Friday, January 30, 2015

Mini (or not so mini) Inquiry


I'm proud to be a member of 'The Weavers'. We're trying to weave our standards, inquiry, thinking strategies, and routines together to provide opportunities for our students succeed. Our beautiful questions that we're pondering is, "How do we integrate the standards into inquiry?" All of us feel like we've attempted, or at least dabbled in inquiry, but we struggle knowing that we are meeting all of our standards and curriculum mandates. I've felt like there is so much to teach within a inquiry study. There is the process of inquiry (how we answer questions, reliable sources, synthesizing information) as well as the content.

Artifacts:
Last Friday, I had a lot of thinking to share, although I didn't actually bring any of the artifacts. A little over three weeks ago, I launched into what I thought was a mini inquiry study around nonfiction. I've been very unsure of how an inquiry study looks in literacy around the genres. In the past, I've always approached units through an inquiry lens by immersing ourselves in our genre and noticing characteristics, but I've only continued through the inquiry lens a couple of times.

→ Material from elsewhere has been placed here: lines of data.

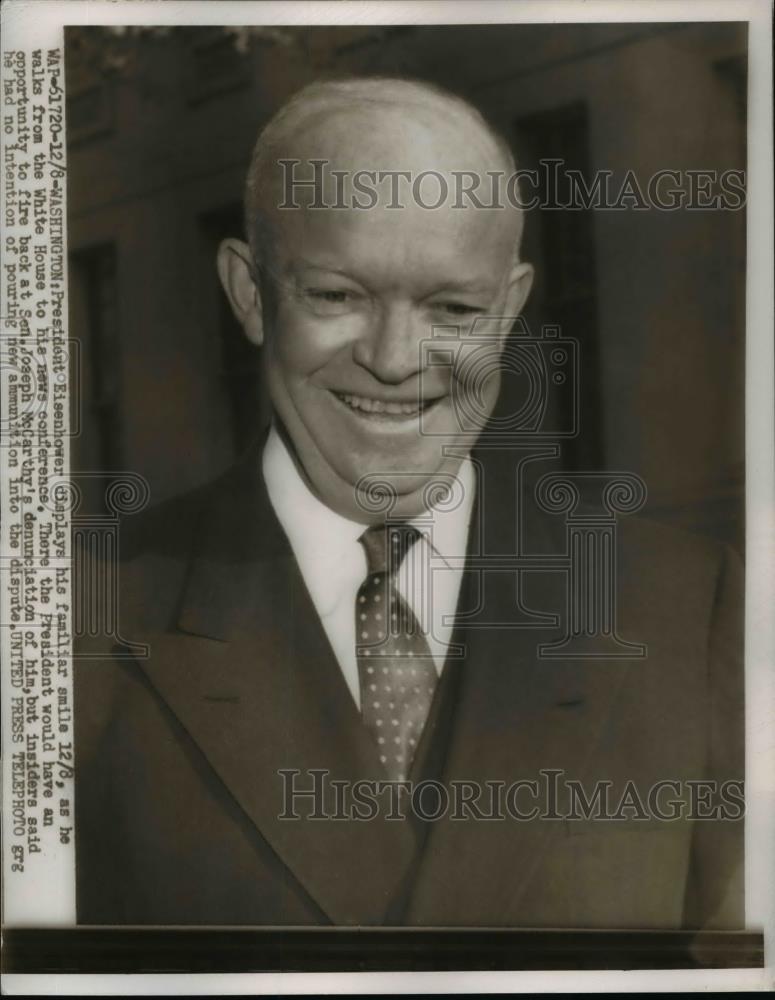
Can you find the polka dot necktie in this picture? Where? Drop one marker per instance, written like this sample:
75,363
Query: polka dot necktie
395,665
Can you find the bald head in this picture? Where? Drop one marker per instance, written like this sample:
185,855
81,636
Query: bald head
361,127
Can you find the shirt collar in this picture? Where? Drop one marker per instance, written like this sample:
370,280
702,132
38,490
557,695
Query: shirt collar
326,543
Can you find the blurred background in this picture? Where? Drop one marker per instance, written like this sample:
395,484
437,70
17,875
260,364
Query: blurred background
161,123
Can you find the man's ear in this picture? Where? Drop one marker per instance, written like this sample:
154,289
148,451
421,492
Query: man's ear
519,284
235,269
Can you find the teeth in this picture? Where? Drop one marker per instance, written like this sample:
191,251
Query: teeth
378,406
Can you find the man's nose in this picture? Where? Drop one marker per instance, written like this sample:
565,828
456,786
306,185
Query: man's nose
392,348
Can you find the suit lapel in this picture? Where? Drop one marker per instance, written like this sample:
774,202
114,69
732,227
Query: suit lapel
251,676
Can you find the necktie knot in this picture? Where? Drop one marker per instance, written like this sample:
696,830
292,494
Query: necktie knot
386,545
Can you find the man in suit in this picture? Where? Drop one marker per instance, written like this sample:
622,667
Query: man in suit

So, after looking at nonfiction texts for two days for 'threads that weave through nonfiction', I asked  students what they're wondering. I expected to hear crickets, but boy, was I wrong! The students came up with amazing questions. Some questions shocked me, and some of them were very similar to where I wanted us to go in order to address our standards. (Immerse)

As much as I wanted to go back to how I'd envisioned this unit unfolding, these questions were too good to leave unanswered. So, into inquiry we went. Students chose a question they were passionate about, attempted to find answers via Google, interviewing 'experts', and finding examples to support their thinking. (Investigate)

After way longer than I had intended to spend on researching, some students felt super successful in answering their questions, and some are still grappling with some ideas. Regardless, of where they were with their thinking we used Connect, Extend, Challenge to help us synthesize our learning. (Coalesce). 

We're now in the process of writing our findings on our blog in order to share our learning and add to our schema by reading others' posts. . 4th Grade Thinkers Blog (Going Public)

Think, Puzzle, Explore
After going through this process again and having the opportunity to converse with my group, I think that I am integrating the standards more than I feel like I do. Eventhough I felt like I focused mainly on the process and not the content, I was teaching standards. I also need to keep my mind open in terms of reading, writing, small group instruction. I'm doing all of that within our inquiry studies, just for a different purpose at different times (writing to learn vs. writing to share, conferring vs. guided reading, etc.)

One thing I'm still wondering about is what the most effective way to teach kids how to find information on the internet. If that is my mini-lesson, how can I make sure I'm successful? Over the next couple of weeks I plan on taking time to reflect on what standards I addressed during our inquiry study. My hunch is I'm addressing many standards informally, so how can I explicitly teach the skills? I need to know what I'm doing and not doing in order to begin bettering my inquiry instruction.






2 comments:

  1. The questions your students had were great. I can see why you felt like you needed had to let go of your picture and go with theirs. Luckily I get to see the comprehension of one of your students inquiry project. Usually it is like pulling teeth to talk about school but whenever there is an inquiry project with his own question he is pondering he is always so immersed. He loves to talk about it and research it. He came home and told me all about his questions and everything he had learned so far about his question. I struggle with my vision compared to my students actual learning/product all the time. But when I see them doing research with their parents at home and applying their learning to their free choices during free time.......I realize my vision was not as important as their learning and application into their lives.

    ReplyDelete
  2. Thanks Jackie for letting me see this study from another side! They were really tough questions, and I couldn't be happier that Ben cared enough to grapple with it. He's truly living a 'curious life', as we've been discussing. Yeah!!